There are several interesting learnings here.
Win98-lz4hc-lit is the literals part only extracted by lz4hc. But wait, why is it not into the "distributed" category ? Well, since this file contains many incompressible chunks, the literal sub-section end up being mostly incompressible. This is an important real-world example, showing that incompressible segment detection makes real impact.

lz4hc produces less literals and less matches, but longer ones, than the fast version. As consequence, run length are much more compressible, while match length are not. It perfectly shows that the more squeezed the distribution, the better Range0 compression advantage.

One could think that run length is a typical situation which should always benefit Range0. Alas, it is not that simple. Such conclusion is biaised, as a result of focusing too much on enwik8 for tests.
Most binary files feature a very different pattern : much less frequent matches, but much longer ones. As a consequence, literals tend to be quite more numerous, their compressibility being also not guaranteed. And as a side effect, run lengths end up being larger.

This is showed by office example : although the distribution is still "squeezed", resulting in a pretty good x3 compression ratio, this is still not enough to make Range0 distinctly better. In fact, considering the very small difference with Huff0, it's not worth the speed impact. This is in contrast with enwik8 results.

This means that we should not assume run length to be constantly better compressed by Range0, requiring a more complex selection process.

Monday, January 3, 2011

Range0 : new version (v0.7)

Several learnings from the Huff0 new version were generic enough to become applicable to Range0. More specifically, the interleaved counter and the call to memcpy(), resulted in significant improvements, as displayed below :

                       Range0 v0.6      Range0 v0.7
                       R    C    D      R    C    D 
Not compressible 
enwik8.7z            1.000 870 1400   1.000 885 1930 
Hardly compressible 
audio1               1.071 174   83   1.071 174   83 
Distributed 
enwik8-lz4-lit       1.370 155   76   1.370 155   76 
Lightly ordered 
enwik8-lz4-offh      1.191 138   76   1.191 138   76 
Ordered 
enwik8-lz4-ml        2.946 155   83   2.946 160   83
Squeezed 
enwik8-lz4-run       4.577 163  116   4.577 180  116 
Ultra compressible
loong                1430. 362  427   1430. 555  427  


The memcpy() makes wonder at improving speed for incompressible segments.
More importantly, interleaved counter speed up squeezed distribution compression.

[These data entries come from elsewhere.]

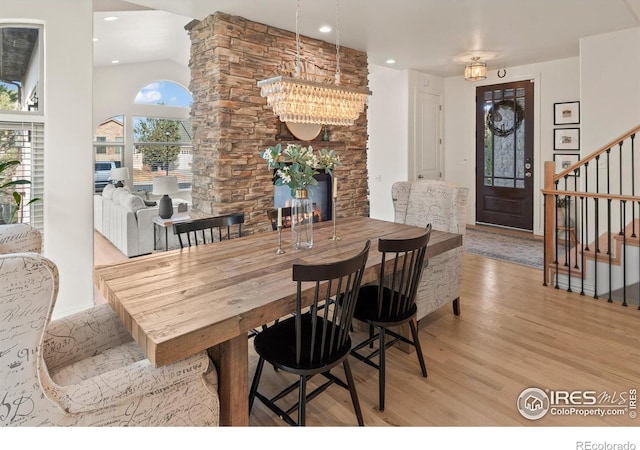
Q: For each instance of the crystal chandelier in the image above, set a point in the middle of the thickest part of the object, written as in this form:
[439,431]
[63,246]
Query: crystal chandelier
[476,70]
[300,99]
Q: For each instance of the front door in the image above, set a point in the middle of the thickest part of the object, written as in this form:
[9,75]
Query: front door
[504,155]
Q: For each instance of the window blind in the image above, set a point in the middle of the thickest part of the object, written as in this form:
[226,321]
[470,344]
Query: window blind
[24,141]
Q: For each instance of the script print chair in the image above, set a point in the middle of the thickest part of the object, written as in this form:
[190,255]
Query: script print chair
[204,230]
[18,238]
[85,369]
[444,206]
[392,303]
[315,339]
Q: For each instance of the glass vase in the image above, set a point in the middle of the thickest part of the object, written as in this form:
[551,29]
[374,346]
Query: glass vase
[302,220]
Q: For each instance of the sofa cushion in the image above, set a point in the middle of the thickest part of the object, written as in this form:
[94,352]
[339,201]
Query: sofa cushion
[132,202]
[108,191]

The ultra-compressible corner case is not so important, in spite of the huge performance benefit, but the squeezed distribution benefit is, since this is Range0 most likely use. At 180 MB/s, it makes it almost as fast as standard Huffman coders, which basically means extra compression performance for free.

The bad point is, and will remain, the decoding speed, which cannot beat Huffman, due to the presence of a division into the main loop. However, the decoding speed is not too bad for the specific "squeezed" situation we want Range0. Indeed, should the distribution become even more squeezed, decoding speed would become even better.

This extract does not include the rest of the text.